1356 (ЛП) - Бернард Корнуэлл 6 стр.


Они ехали на дестриерах, боевых жеребцах, способных нести человека с оружием в полном доспехе. Копий у конных эллекинов не было, зато имелись булавы, мечи и топоры. На щитах у многих красовался перечёркнутый полосой незаконного рождения герб Ле Батара. Удостоверившись, что его ратники выбрались из-под сени леса, Томас махнул мечом вперёд, командуя атаку.

Они поскакали к врагу колено к колену, обогнули выступающий из травы валун и сомкнулись вновь. Все они были одеты в кольчужный доспех с пластинчатыми нагрудниками и наплечниками, все носили бацинеты без забрал. Стрелы продолжали сыпаться на людей графа. Некоторые уцелевшие разворачивали коней, надеясь улизнуть назад, но им мешали сражённые лучниками товарищи. А сбоку надвигался ряд чёрных всадников, и выжившие достали мечи. Горстке всё же удалось прорваться к роще севернее, где должны были волочиться арбалетчики. Другие сбились вокруг хозяина, получившего в бедро стрелу вопреки строжайшему запрету Томаса палить в сторону графа.

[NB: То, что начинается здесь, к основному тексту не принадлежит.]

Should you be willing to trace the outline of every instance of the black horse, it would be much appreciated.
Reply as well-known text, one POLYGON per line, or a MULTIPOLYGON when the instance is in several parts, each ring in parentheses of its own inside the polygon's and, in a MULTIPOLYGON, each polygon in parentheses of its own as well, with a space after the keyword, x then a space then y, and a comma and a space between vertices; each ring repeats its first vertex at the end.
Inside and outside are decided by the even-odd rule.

- Покойники не платят долгов, так что убивайте кого угодно, но граф должен нам достаться целым и невредимым.

Граф и рад был бы сбежать, однако его лошадь тоже поймала стрелу и едва на ногах держалась, не говоря уже о том, чтобы везти неподъёмную тушу наездника к спасению. Эллекины пустили коней в галоп, изготовили оружие, и град стрел прекратился, ибо лучники боялись попасть в своих. Вместо луков они взялись за холодное оружие.

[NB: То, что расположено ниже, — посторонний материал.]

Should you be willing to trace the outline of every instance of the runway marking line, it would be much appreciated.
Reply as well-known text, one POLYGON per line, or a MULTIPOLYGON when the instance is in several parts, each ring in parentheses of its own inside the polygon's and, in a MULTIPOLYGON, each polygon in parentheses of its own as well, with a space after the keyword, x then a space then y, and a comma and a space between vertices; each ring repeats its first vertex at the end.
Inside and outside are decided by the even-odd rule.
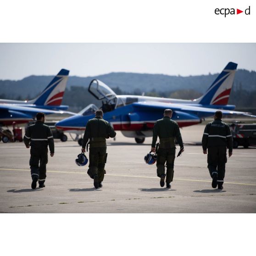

Латники врезались в толпу врагов со звуком, с каким мясницкие топоры врубаются в тушу. Часть солдат графа под вопли избиваемых товарищей бросила оружие и подняла руки. Другие сражались. Томас, чувствовавший себя с мечом не столь уверенно, как с луком, парировал удар рыжего ратника, подал коня вперёд и раскроил рыжему башку. Боец в чёрной шляпе с длинным белым пером ткнул Томаса клинком в живот. Острие скользнуло по кольчуге. В ту же секунду всадника пронзил Арнальдус, эллекин из Гаскони, а сам Томас разрубил напавшему на него физиономию. Тот всхлипнул и рухнул под ноги коню. Отряд графа был захвачен врасплох, без брони и почти без оружия, поэтому заняла схватка считанные минуты. Дюжина всадников спаслась, прочие остались на поле боя мёртвыми или пленными.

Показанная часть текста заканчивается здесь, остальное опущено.